FUEN, Batı Trakya ve Oniki Adalardaki Türk toplumunun karşı karşıya kaldığı sistematik hak ihlallerine dikkat çekerek Yunanistan’ı uluslararası sözleşmelere uygun davranmaya çağırıyor.
Öte yandan Yeni Sol Partisi üyesi Stamatis Sakellion “Pandora’nın Kutusu”nu açtı.
Stamatis Sakellion, “Türk kimliğini reddetmenin” artık demokratik bir devletle bağdaşmadığını vurguladı
ABTTF Başkanı: “Kendi ülkemizde karşılaştığımız anti-demokratik, ayrımcı ve baskıcı devlet politikasını ve buna bağlı uygulamaları ilk kez Yunanlı olan biri tüm açıklığıyla yazdı. Sakellion’un yazdıkları ülkemizin çıplak gerçeği. Demokrasinin beşiği olmakla övünen ülkemiz artık bu anti-demokratik ve çağdışı anlayışı terk etmeli.”

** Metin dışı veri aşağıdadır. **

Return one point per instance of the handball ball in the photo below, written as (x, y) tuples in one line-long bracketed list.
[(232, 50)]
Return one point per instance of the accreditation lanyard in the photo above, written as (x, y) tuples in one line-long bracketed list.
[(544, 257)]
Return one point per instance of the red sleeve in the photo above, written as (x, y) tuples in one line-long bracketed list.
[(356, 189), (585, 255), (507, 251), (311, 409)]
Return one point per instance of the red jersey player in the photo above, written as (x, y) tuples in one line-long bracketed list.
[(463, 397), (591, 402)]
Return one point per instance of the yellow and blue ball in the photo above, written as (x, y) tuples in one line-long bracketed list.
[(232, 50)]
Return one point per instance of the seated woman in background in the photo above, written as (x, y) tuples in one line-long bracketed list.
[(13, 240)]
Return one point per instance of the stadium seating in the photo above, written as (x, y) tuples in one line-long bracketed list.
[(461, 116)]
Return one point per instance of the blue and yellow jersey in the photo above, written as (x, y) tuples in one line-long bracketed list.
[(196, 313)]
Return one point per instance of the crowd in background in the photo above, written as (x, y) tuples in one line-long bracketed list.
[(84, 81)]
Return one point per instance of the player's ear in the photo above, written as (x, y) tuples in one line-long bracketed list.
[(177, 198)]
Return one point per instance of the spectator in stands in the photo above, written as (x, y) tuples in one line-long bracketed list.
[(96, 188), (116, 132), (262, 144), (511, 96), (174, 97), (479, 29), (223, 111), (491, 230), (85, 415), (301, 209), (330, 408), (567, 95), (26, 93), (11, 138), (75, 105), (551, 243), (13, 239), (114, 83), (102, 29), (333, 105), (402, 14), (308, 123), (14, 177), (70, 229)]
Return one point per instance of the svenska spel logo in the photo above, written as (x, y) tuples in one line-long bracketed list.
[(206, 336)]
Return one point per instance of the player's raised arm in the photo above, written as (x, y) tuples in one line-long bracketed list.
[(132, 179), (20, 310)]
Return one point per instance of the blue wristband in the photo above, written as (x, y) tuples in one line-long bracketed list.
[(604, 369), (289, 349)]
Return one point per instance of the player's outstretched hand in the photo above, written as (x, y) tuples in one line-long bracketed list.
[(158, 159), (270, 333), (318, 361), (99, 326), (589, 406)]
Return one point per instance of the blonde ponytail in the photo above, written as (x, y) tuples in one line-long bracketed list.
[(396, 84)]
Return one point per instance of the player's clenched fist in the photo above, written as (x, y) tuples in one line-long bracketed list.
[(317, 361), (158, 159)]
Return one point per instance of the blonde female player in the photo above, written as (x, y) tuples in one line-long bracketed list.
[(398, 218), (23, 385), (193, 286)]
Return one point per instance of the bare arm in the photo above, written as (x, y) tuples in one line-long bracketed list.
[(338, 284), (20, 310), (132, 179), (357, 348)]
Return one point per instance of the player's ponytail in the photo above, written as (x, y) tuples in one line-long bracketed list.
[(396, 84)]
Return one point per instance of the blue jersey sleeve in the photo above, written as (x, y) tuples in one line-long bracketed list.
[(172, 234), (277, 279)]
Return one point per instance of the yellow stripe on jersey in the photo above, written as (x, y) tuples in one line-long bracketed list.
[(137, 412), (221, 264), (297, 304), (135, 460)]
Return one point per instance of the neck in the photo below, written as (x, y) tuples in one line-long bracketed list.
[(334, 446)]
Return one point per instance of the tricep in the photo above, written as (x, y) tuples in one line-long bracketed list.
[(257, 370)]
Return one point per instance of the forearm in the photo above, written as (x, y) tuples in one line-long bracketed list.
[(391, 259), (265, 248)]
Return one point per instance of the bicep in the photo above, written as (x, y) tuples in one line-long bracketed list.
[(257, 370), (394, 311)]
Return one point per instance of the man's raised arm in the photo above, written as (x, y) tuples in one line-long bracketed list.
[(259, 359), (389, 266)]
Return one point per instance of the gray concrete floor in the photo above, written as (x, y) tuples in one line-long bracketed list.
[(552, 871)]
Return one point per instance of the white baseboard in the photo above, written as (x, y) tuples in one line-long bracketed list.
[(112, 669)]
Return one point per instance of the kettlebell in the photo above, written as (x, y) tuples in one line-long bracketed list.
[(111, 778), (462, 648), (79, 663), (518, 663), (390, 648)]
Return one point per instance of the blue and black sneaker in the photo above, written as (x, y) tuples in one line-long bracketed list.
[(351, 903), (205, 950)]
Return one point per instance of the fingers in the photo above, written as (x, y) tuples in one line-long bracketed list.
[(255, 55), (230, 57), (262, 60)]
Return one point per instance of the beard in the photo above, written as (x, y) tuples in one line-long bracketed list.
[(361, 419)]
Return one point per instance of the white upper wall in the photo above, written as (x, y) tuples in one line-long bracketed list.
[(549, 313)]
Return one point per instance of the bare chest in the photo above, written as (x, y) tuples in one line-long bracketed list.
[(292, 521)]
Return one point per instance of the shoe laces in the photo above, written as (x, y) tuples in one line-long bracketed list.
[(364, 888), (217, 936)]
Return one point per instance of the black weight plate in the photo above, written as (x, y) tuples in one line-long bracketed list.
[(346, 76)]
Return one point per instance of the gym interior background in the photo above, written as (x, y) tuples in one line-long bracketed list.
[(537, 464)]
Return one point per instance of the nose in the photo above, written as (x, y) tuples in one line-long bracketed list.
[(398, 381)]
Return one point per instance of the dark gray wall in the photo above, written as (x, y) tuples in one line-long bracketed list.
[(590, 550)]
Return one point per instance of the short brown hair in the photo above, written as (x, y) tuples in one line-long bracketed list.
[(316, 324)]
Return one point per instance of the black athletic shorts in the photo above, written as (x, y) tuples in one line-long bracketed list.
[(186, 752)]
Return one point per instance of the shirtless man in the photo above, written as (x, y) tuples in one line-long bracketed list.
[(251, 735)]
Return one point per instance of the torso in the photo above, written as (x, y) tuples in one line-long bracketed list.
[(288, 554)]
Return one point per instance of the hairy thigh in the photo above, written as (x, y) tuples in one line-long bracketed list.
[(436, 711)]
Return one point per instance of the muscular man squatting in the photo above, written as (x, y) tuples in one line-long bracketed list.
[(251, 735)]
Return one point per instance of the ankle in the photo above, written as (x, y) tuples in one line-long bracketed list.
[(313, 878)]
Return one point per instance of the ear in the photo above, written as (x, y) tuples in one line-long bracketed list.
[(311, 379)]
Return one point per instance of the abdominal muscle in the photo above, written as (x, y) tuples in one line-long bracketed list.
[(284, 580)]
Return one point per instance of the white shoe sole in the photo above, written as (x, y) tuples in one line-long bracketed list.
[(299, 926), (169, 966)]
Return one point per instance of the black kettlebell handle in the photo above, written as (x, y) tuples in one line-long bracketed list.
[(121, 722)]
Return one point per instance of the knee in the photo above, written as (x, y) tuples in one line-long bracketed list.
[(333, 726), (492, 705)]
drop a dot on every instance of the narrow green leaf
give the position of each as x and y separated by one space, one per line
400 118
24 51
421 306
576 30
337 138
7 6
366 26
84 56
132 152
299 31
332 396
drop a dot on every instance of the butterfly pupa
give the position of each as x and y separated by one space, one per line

Gazeteci ve Yeni Sol Partisi üyesi Stamatis Sakellion’un sol görüşlü ‘Epoxi’ sitesinde yayımlanan yazısında Yunan devletinin Batı Trakya Türk toplumuna kolektif olarak kendini “Türk” kimliği ile tanımlama hakkını tanımadığı ve bunun hem Batı Trakya Türk toplumu hem de Yunan demokrasisi için “açık bir yara” oluşturduğu yönündeki açıklamalarının yankıları sürüyor.
Makalesinde Sakellion, Lozan Antlaşması’nın imzalandığı dönemde nüfus tanımlamalarının din temelinde yapıldığını ancak bugün buna dayanan “Müslüman” tanımlamasının artık geçersiz olduğunu savundu. Sakellion, geçmişte bölgede görev yapmış eski bir valinin “Müslüman dili”nden söz ettiğini söyleyerek bu mantığa göre Müslümanların bir etnik grup olduğu sonucuna varılacağını ancak Müslüman ifadesinin dini ifade ettiğini söyledi.
Sakellion Batı Trakya’da demokrasiye geçişin tamamlanmadığını çünkü Batı Trakya Türk toplumuna yönelik meselelerin Dışişleri Bakanlığı ve Ulusal İstihbarat Teşkilatı tarafından ulusal ideolojiyi şekillendirdiğini ve “derin devlet” olarak tanımlanan yapıyı oluşturduğunu söyledi.
Sakellion “Türk kimliğini reddetmenin” artık demokratik bir devletle bağdaşmadığını vurguladı; Batı Trakya Türk toplumuna “kolektif kendini tanımlama hakkı”nın tanınmasının hem demokrasi hem de insan onuru açısından kaçınılmaz olduğunu belirterek kendi partilerinin buna öncülük etmesi gerektiğini söyledi.
Avrupa Batı Trakya Türk Federasyonu (ABTTF) Başkanı Halit Habip Oğlu, arkadaşımız Doğan Tufan’a verdiği bilgide,“Stamatis Sakellion’un Batı Trakya Türk toplumunun etnik Türk kimliğinin tanınmasına ilişkin olarak yazdığı makalenin yankıları devam ederken bu makaleyi elbette çok önemsiyoruz. Zira yıllardır kendi ülkemizde karşılaştığımız anti-demokratik, ayrımcı ve baskıcı devlet politikasını ve buna bağlı uygulamaları ilk kez Yunanlı olan biri tüm açıklığıyla yazdı. Sakellion’un yazdıkları ülkemizin çıplak gerçeği. Konu biz Türkler olunca ülkemiz Yunanistan’da demokrasiden söz edemiyoruz. Demokrasinin beşiği olmakla övünen ülkemiz artık bu anti-demokratik ve çağdışı anlayışı terk etmeli. Bizim ülkemizin ulusal bütünlüğüne tehdit oluşturduğumuz yönündeki şekillenen devlet politikası sona ermeli.” dedi.